[Openmp-commits] [PATCH] D138389: [OpenMP][libomptarget] Add AMDGPU NextGen plugin with asynchronous behavior
Jon Chesterfield via Phabricator via Openmp-commits
openmp-commits at lists.llvm.org
Tue Nov 29 15:54:12 PST 2022
JonChesterfield added a comment.
A few comments above. General case, I don't see the benefit of getting constructs like:
`hsa_signal_t get() const { return Signal; }`
can we either not allow access to the private member, or just make it public and drop the getter?
================
Comment at: openmp/libomptarget/plugins-nextgen/amdgpu/src/rtl.cpp:181
+ /// Getter of the HSA memory pool.
+ hsa_amd_memory_pool_t get() const { return MemoryPool; }
+
----------------
this is pointless, just make the member public if we have to leak it. but again, existing code...
================
Comment at: openmp/libomptarget/plugins-nextgen/amdgpu/src/rtl.cpp:220
+ const llvm::SmallVector<hsa_agent_t> &Agents) const {
+ // TODO: Ensure it is possible to enable the access.
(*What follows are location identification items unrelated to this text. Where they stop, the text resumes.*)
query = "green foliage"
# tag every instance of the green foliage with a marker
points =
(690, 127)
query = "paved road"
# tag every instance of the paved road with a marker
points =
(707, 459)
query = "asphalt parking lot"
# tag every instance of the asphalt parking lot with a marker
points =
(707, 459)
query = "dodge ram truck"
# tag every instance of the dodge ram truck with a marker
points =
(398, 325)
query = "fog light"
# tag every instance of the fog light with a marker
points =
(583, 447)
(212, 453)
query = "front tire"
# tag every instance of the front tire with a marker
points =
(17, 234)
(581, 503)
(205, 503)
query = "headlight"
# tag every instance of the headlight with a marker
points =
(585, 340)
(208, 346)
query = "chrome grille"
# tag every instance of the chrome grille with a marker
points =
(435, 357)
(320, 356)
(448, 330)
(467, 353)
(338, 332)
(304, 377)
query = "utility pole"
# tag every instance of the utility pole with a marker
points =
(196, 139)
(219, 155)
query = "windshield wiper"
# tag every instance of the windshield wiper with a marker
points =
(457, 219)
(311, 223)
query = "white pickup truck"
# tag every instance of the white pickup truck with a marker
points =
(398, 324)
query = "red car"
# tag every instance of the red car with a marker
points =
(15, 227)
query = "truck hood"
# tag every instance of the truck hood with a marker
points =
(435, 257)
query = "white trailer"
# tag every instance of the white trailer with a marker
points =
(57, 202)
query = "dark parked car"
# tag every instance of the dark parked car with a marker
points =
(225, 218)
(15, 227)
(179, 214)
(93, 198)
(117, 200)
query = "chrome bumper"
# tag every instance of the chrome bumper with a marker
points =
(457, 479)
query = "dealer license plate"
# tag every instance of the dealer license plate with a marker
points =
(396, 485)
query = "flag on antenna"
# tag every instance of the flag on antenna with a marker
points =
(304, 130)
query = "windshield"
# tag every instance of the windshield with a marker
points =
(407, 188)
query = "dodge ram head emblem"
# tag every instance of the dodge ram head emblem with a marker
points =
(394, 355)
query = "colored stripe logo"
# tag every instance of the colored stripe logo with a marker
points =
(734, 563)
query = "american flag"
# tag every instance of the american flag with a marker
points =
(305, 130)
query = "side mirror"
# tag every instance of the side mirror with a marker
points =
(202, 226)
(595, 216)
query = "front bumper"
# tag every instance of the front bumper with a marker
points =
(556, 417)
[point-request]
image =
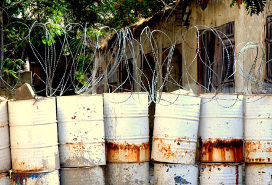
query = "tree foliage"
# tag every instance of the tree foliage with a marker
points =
(252, 6)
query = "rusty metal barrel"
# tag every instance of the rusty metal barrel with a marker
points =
(127, 173)
(175, 128)
(34, 140)
(220, 173)
(258, 128)
(4, 179)
(81, 131)
(126, 127)
(221, 128)
(31, 178)
(258, 174)
(168, 174)
(82, 176)
(5, 161)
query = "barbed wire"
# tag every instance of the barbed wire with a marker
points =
(202, 60)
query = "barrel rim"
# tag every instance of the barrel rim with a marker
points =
(40, 98)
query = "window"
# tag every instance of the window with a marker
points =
(126, 75)
(171, 72)
(268, 46)
(216, 59)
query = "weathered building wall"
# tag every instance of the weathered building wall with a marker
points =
(247, 29)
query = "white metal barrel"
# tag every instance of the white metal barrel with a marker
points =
(46, 178)
(178, 174)
(126, 127)
(175, 128)
(81, 131)
(4, 179)
(33, 130)
(127, 173)
(82, 176)
(221, 128)
(258, 128)
(220, 173)
(258, 174)
(5, 163)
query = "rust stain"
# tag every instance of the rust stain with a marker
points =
(25, 167)
(126, 152)
(77, 147)
(164, 148)
(253, 148)
(237, 175)
(220, 150)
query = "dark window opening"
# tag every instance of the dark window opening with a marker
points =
(171, 71)
(126, 75)
(216, 59)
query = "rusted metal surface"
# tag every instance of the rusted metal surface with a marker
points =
(220, 173)
(258, 151)
(127, 152)
(258, 174)
(178, 150)
(168, 174)
(5, 162)
(82, 176)
(221, 128)
(220, 150)
(4, 179)
(258, 127)
(47, 178)
(175, 128)
(126, 127)
(127, 173)
(33, 132)
(81, 131)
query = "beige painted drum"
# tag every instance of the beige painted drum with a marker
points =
(169, 174)
(46, 178)
(220, 173)
(33, 130)
(81, 131)
(258, 128)
(5, 161)
(175, 128)
(127, 173)
(82, 176)
(221, 128)
(126, 127)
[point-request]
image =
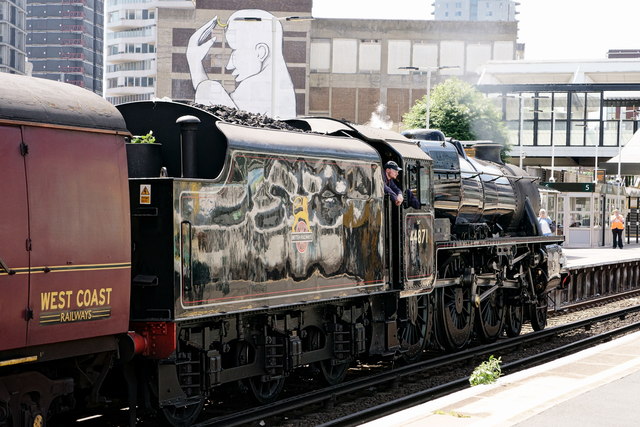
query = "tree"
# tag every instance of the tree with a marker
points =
(461, 112)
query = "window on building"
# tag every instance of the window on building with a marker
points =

This can be retrieved
+ // through HSA_AMD_AGENT_MEMORY_POOL_INFO_ACCESS. If it is not possible,
----------------
this is a scary comment, though presumably in existing code
================
Comment at: openmp/libomptarget/plugins-nextgen/amdgpu/src/rtl.cpp:292
+
+ *PtrStorage = MemoryManager->allocate(Size, nullptr);
+ if (*PtrStorage == nullptr)
----------------
jdoerfert wrote:
> jhuber6 wrote:
> > I'm not deeply familiar with the `MemoryManager`, but I thought that we didn't use it for AMD because the HSA plugin already handled its own caching in the memory pool? Maybe @JonChesterfield and @tianshilei1992 could comment further.
> I'm generally in favor of using it either way.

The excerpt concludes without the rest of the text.